The Alchemy of Us: A Special Connecticut Author Event

Saturday, December 11

2:00 pm - 3:00 pm

Attendees will be able to attend either in person or via Zoom. You will be asked to specify how you plan to attend when you register. Registration is required to attend this HYBRID event.
Join us for a discussion with an award winning Connecticut author!

The Blackstone Library is proud to host author Ainissa Ramirez for a discussion of her fascinating new book. Winner of the 2021 CT Book Award for nonfiction, The Alchemy of Us: How Humans and Matter Transformed One Another examines eight inventions and reveals how they shaped the human experience.

Ramirez tells the stories of the woman who sold time, the inventor who inspired Edison, and the hotheaded undertaker whose invention pointed the way to the computer.

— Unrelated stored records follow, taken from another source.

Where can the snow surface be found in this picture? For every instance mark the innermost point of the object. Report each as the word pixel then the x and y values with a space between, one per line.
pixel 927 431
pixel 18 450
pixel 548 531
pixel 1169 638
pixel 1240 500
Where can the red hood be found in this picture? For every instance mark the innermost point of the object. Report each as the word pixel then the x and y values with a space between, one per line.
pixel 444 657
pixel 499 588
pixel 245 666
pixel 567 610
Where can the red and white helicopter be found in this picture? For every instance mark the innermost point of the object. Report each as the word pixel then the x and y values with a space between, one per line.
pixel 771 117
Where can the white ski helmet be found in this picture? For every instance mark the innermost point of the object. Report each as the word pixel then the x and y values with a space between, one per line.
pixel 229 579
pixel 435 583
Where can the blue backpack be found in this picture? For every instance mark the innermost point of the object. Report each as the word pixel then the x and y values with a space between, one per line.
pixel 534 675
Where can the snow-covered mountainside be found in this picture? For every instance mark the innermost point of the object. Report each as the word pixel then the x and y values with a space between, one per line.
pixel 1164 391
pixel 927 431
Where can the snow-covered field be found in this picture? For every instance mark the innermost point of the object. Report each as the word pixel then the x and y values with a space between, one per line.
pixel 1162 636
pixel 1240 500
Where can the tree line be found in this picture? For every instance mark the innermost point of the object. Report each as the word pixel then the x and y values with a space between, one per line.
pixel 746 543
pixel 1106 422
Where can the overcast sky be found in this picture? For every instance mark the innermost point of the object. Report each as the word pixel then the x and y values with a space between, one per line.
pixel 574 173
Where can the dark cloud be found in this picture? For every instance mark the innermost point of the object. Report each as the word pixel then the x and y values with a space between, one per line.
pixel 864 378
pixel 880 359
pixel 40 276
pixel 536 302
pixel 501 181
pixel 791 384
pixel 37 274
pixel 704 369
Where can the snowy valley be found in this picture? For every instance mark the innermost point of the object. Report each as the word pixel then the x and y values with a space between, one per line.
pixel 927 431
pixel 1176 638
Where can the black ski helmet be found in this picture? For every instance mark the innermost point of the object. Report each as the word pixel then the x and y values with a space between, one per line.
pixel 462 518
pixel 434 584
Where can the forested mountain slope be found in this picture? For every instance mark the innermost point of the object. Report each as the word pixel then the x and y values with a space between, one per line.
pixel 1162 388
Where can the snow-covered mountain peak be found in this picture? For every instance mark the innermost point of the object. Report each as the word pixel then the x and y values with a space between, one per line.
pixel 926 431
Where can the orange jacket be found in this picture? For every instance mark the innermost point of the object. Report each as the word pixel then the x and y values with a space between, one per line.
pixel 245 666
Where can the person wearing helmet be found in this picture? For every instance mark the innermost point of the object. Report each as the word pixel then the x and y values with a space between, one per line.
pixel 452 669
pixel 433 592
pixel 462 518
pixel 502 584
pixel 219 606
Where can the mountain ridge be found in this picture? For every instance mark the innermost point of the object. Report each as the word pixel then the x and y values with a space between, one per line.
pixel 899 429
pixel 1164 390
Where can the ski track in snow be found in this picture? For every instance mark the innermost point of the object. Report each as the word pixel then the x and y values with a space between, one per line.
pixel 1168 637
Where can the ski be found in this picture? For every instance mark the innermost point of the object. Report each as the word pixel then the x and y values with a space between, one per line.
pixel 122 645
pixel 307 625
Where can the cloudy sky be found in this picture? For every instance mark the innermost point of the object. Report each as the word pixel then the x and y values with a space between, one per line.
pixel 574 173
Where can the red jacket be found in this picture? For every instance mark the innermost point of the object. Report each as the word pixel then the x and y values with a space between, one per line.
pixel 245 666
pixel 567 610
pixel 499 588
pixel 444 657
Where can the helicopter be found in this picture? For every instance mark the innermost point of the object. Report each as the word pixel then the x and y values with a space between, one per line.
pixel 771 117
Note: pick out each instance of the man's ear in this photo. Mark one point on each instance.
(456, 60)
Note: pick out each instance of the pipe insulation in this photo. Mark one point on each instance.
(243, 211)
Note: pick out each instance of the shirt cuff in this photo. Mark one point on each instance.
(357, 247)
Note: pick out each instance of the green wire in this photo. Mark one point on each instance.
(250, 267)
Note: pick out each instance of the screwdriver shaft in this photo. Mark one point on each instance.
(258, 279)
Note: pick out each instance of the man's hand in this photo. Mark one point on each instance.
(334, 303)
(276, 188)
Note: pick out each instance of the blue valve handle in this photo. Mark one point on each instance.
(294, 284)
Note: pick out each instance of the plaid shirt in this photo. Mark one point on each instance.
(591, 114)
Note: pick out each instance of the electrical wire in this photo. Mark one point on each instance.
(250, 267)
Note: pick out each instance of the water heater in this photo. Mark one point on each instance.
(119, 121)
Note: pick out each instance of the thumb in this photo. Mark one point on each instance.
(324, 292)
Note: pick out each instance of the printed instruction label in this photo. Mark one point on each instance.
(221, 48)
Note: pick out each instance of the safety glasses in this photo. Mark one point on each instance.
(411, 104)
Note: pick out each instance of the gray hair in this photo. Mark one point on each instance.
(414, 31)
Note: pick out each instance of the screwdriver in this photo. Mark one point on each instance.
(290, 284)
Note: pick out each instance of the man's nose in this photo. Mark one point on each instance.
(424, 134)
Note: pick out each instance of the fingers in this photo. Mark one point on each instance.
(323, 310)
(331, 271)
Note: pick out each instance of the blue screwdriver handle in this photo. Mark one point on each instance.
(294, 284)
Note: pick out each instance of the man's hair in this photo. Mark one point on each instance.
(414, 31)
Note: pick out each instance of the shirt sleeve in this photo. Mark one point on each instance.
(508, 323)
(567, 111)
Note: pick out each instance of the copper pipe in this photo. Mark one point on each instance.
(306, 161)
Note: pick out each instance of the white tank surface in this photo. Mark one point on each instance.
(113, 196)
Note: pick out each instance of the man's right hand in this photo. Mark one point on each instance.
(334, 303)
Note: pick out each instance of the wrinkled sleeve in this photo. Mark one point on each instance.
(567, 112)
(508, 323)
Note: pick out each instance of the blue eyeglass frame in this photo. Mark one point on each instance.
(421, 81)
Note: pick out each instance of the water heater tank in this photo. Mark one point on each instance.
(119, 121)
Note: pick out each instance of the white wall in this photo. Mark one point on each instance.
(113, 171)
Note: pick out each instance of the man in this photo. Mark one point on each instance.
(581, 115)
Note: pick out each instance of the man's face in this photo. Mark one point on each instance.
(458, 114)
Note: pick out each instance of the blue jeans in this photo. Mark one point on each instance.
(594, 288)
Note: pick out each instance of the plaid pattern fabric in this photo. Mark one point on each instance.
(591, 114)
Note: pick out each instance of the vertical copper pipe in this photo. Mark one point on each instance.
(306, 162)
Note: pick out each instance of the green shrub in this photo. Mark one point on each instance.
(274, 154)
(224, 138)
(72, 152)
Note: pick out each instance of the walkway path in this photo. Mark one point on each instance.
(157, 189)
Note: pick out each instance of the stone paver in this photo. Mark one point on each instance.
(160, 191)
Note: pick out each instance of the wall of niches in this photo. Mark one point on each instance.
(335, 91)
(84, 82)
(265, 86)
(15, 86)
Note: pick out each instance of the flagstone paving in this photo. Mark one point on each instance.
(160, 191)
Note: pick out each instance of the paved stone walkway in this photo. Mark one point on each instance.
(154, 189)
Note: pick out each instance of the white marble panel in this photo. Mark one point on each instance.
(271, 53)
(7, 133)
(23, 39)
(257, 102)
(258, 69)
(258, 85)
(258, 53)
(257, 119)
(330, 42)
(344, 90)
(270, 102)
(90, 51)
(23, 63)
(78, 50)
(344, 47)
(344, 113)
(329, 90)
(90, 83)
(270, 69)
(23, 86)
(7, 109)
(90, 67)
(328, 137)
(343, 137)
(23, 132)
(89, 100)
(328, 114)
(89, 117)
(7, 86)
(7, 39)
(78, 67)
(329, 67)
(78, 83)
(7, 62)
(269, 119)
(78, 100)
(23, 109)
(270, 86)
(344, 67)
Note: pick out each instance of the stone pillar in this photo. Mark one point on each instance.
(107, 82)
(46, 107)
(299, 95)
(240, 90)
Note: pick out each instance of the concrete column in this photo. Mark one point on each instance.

She describes, among other things, how our pursuit of precision in timepieces changed how we sleep; how the railroad helped commercialize Christmas; how the necessary brevity of the telegram influenced Hemingway’s writing style; and how a young chemist exposed the use of Polaroid’s cameras to create passbooks to track black citizens in apartheid South Africa. These fascinating and inspiring stories offer new perspectives on our relationships with technologies.

Filling in the gaps left by other books about technology, Ramirez showcases little-known inventors—particularly people of color and women—who had a significant impact but whose accomplishments have been hidden by mythmaking, bias, and convention. Doing so, she shows us the power of telling inclusive stories about technology. She also shows that innovation is universal—whether it’s splicing beats with two turntables and a microphone or splicing genes with two test tubes and CRISPR.

About the Author

Ainissa Ramirez is a materials scientist and sought-after public speaker and science communicator. A Brown and Stanford graduate, she has worked as a research scientist at Bell Labs and held academic positions at Yale University and MIT. She has written for Time, Scientific American, the American Scientist, and Forbes, and makes regular appearances on PBS’s SciTech Now.